In Greek mythology, maenads were the female followers of Dionysus and the most significant members of the Thiasus, the god's retinue. Their name literally translates as "raving ones." Maenads were known as Bassarids or Bacchantes in Roman mythology after the penchant of the equivalent Roman god, Bacchus, to wear a bassaris or fox-skin.Often the maenads were portrayed as inspired by Dionysus into a state of ecstatic frenzy through a combination of dancing and intoxication. During these rites, the maenads would dress in fawn skins and carry a thyrsus, a long stick wrapped in ivy or vine leaves and tipped with a pine cone. They would weave ivy-wreaths around their heads or wear a bull helmet in honor of their god, and often handle or wear snakes.

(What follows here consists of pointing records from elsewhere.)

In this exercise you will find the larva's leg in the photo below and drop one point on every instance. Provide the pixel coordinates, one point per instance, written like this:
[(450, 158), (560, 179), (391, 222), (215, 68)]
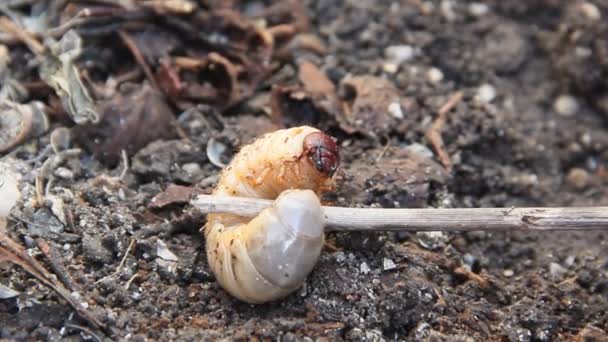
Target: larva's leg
[(260, 179)]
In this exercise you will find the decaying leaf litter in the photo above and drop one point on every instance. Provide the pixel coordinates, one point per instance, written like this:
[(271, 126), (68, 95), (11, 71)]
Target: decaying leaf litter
[(115, 114)]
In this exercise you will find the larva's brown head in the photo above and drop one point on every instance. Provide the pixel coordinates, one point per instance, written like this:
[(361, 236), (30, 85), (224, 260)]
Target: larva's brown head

-- Technical/Specification about the statue
Relief is a sculptural technique where the sculpted elements remain attached to a solid background of the same material. The term relief is from the Latin verb relevo, to raise. To create a sculpture in relief is to give the impression that the sculpted material has been raised above the background plane. What is actually performed when a relief is cut in from a flat surface of stone (relief sculpture) or wood (relief carving) is a lowering of the field, leaving the unsculpted parts seemingly raised. The technique involves considerable chiselling away of the background, which is a time-consuming exercise. On the other hand, a relief saves forming the rear of a subject, and is less fragile and more securely fixed than a sculpture in the round, especially one of a standing figure where the ankles are a potential weak point, especially in stone. In other materials such as metal, clay, plaster stucco, ceramics or papier-mâché the form can be just added to or raised up from the background, and monumental bronze reliefs are made by casting.

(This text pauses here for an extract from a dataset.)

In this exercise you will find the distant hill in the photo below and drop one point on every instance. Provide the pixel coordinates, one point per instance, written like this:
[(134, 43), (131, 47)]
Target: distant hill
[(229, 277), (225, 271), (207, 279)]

There are different degrees of relief depending on the degree of projection of the sculpted form from the field, for which the Italian appellations are still sometimes used. The full range includes high relief (alto-rilievo, haut-relief), where more than 50% of the depth is shown and there may be undercut areas, mid-relief (mezzo-rilievo), low-relief (basso-rilievo, or French: bas-relief /ˌbɑːrɪˈliːf/), and shallow-relief or rilievo schiacciato, where the plane is only very slightly lower than the sculpted elements. There is also sunk relief, which was mainly restricted to Ancient Egypt (see below). However the distinction between high relief and low relief is the clearest and most important, and these two are generally the only terms used to discuss most work.
The definition of these terms is somewhat variable, and many works combine areas in more than one of them, sometimes sliding between them in a single figure; accordingly some writers prefer to avoid all distinctions. The opposite of relief sculpture is counter-relief, intaglio, or cavo-rilievo, where the form is cut into the field or background rather than rising from it; this is very rare in monumental sculpture. Hyphens may or may not be used in all these terms, though they are rarely seen in "sunk relief" and are usual in "bas-relief" and "counter-relief". Works in the technique are described as "in relief", and, especially in monumental sculpture, the work itself is "a relief".